Emma Roberts Says Her ‘Nepo Baby’ Status Lost Her Jobs



Emma Roberts has entered the conversation surrounding the “Nepo Baby” debate, sharing her unique perspective on the topic. As the 33-year-old niece of Julia Roberts and the daughter of actors Eric Roberts and Kelly Cunningham, Emma’s thoughts on the influence of her famous family on her career are particularly insightful.

In a recent interview with Flaunt, Emma revealed that having a well-known family hasn’t always been advantageous. Contrary to what some might assume, she explained that her connections have sometimes hindered her career prospects. “I’ve lost more jobs than I’ve gained from being in the business,” she admitted. “People have opinions, and sometimes maybe they’re not good opinions of people in your family. I’ve never gotten a job because of it, I know I definitely have lost a couple of jobs because of it.”
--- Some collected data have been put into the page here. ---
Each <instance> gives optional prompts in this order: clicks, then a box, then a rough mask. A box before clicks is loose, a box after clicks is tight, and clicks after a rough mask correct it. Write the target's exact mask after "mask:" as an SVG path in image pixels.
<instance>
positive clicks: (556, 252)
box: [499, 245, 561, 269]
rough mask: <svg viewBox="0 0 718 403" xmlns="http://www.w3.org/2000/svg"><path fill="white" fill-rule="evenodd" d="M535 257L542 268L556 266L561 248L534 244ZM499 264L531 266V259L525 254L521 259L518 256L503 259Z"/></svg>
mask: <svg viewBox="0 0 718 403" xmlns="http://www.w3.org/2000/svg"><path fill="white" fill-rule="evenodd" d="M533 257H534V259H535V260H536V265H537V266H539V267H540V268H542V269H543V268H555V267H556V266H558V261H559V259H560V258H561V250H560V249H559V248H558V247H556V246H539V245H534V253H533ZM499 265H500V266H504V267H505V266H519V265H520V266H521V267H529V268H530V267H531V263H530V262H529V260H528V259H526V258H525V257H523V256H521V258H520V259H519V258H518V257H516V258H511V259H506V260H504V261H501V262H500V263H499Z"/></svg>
Despite the challenges, Emma has managed to carve out a successful career for herself. She attributes her achievements not to her family’s fame but to her own hard work and resilience. “Determination and grit,” she cited as key factors. Reflecting on her journey, she added, “I look back, and it’s not that I was the best actress or the prettiest or the smartest. And it never is. You kind of have [that tenacity] or you don’t. And I think that that’s kind of what makes certain people sustain. That’s just what I’ve seen, I’m open to other suggestions.”
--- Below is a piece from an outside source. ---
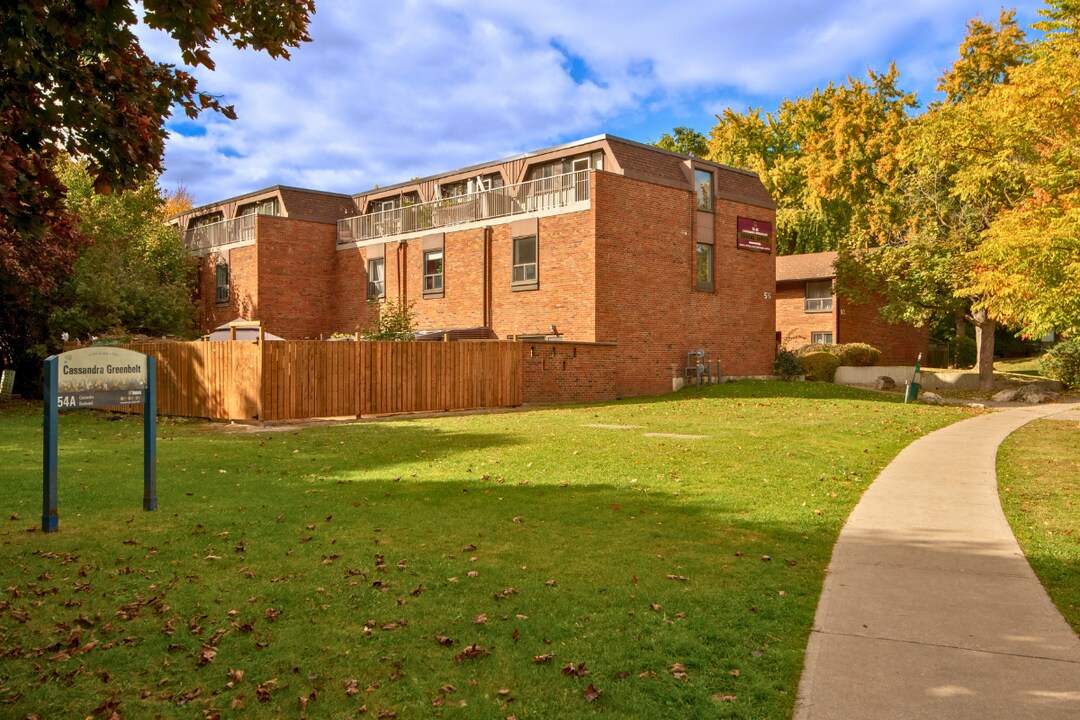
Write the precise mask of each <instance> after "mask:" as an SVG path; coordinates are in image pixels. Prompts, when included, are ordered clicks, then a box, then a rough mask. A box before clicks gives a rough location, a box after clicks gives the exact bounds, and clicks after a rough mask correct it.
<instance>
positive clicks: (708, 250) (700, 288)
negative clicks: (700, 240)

Emma’s comments shed light on the complexities of navigating Hollywood with a famous last name. While some might believe that having a well-known family opens doors, Emma’s experience suggests that it can also close them. The preconceived notions and biases of others have, at times, worked against her.

The “Nepo Baby” debate reached a fever pitch last year, particularly with the infamous New York Magazine cover that featured celebrity children depicted on babies’ bodies. Emma had her own take on the viral moment. “It was a cheap shot to put all the celebrity kids on the cover of a magazine on babies’ bodies. It’s like maybe the ‘Nepo Baby’ conversation would’ve been a more interesting article written intelligently in Vanity Fair with nuance, but instead, it was kind of this viral hating-on-people thing,” she remarked.